Psychology

First Colloquium Speaker

September 6, 2013

September 6, 12:00-1:30 Sierra Hall 322

 

The Psychology Department invites students and faculty to attend our first colloquium speaker, Professor Steve Stroessner. from Columbia University - Barnard College. Professor Stroessner specializes in social cognition and the affective, cognitive, and motivational factors implicated in stereotyping and prejudice. He will be giving a talk titled, "Confronting Threat When Safety Concerns are Paramount."

 

Abstract of presentation:


Motivations are generally concerned with maintaining safety (prevention) or ensuring advancement (promotion) (Regulatory focus theory; Higgins, 1997).  Four experiments examine whether information implying imminent threat would interact with regulatory focus to affect endorsement of stereotypes and stereotype-based policies. Because threatening information is more relevant to the safety goals of prevention-focused individuals than the advancement goals of promotion-focused individuals, endorsement of threat-relevant stereotypes was expected to increase under high threat but only for people operating under a under prevention focus. Support for this prediction was obtained in three distinct and socially important domains.
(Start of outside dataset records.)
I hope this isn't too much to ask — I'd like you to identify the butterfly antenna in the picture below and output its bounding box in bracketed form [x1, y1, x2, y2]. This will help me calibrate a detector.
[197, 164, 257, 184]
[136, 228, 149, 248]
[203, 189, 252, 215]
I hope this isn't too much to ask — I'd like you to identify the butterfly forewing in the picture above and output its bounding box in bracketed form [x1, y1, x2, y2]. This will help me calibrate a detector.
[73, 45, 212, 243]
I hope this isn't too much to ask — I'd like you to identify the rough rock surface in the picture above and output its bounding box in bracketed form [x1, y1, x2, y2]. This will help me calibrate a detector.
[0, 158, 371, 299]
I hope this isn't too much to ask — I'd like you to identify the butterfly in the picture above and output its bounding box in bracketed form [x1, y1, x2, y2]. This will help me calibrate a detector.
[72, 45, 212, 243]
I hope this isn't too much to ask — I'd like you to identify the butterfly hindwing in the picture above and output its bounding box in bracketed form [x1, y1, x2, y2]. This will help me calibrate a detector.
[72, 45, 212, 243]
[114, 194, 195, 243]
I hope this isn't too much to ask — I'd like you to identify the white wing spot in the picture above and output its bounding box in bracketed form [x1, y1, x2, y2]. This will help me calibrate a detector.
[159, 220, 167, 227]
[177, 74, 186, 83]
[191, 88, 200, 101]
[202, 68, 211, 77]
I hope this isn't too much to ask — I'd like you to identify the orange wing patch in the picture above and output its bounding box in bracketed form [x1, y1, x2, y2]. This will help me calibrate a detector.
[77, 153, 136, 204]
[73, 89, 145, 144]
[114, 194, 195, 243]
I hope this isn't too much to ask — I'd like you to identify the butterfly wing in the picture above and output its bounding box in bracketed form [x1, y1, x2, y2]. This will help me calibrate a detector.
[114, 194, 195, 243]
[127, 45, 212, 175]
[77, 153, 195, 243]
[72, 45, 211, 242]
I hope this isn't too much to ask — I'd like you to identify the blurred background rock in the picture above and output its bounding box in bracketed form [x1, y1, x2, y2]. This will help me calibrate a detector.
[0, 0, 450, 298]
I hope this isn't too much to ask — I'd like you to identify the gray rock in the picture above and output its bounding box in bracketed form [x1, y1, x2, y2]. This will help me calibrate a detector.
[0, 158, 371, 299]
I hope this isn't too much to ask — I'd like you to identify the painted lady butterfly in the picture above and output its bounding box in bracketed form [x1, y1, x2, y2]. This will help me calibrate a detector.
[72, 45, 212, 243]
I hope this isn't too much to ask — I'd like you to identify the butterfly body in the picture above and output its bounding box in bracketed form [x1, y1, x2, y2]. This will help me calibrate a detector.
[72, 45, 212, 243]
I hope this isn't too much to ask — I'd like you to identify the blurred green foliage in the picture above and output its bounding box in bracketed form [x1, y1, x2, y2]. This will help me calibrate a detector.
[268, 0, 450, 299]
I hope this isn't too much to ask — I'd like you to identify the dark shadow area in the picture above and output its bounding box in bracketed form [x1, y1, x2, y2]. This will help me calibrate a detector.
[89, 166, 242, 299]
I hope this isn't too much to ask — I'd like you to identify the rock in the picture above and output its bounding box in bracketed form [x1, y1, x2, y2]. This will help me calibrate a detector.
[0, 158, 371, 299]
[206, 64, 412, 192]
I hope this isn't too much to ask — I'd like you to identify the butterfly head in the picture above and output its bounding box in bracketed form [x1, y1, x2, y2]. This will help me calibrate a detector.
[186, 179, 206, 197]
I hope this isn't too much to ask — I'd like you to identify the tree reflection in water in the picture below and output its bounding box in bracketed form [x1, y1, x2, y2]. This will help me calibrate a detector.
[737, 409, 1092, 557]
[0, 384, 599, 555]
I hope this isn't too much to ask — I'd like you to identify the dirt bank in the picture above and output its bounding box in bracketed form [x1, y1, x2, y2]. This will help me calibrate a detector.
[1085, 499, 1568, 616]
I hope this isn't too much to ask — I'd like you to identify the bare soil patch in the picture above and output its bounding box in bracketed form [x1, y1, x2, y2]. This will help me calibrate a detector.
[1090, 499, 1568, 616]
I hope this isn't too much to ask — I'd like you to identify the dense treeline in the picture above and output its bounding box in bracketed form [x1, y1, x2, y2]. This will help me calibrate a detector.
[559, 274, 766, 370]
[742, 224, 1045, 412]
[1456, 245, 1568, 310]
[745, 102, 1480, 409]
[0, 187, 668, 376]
Across the studies, prevention-focused individuals made judgments and endorsed policies consistent with stereotypes when threat was perceived to be high rather than low. When the stereotypicality of the target was manipulated, only prevention-focused individuals were more likely to endorse scrutinizing a target stereotypically associate with danger under high threat conditions. Across the experiments, promotion-focused individuals tended to exhibit less stereotyping under high threat, suggesting that they were engaged in systematic processing under low regulatory fit. These results demonstrate that safety concerns produce vigilance toward threats in the social environment, but that responses to threat vary with its perceived imminence. Threat-relevant stereotypes are utilized when safety concerns are paramount.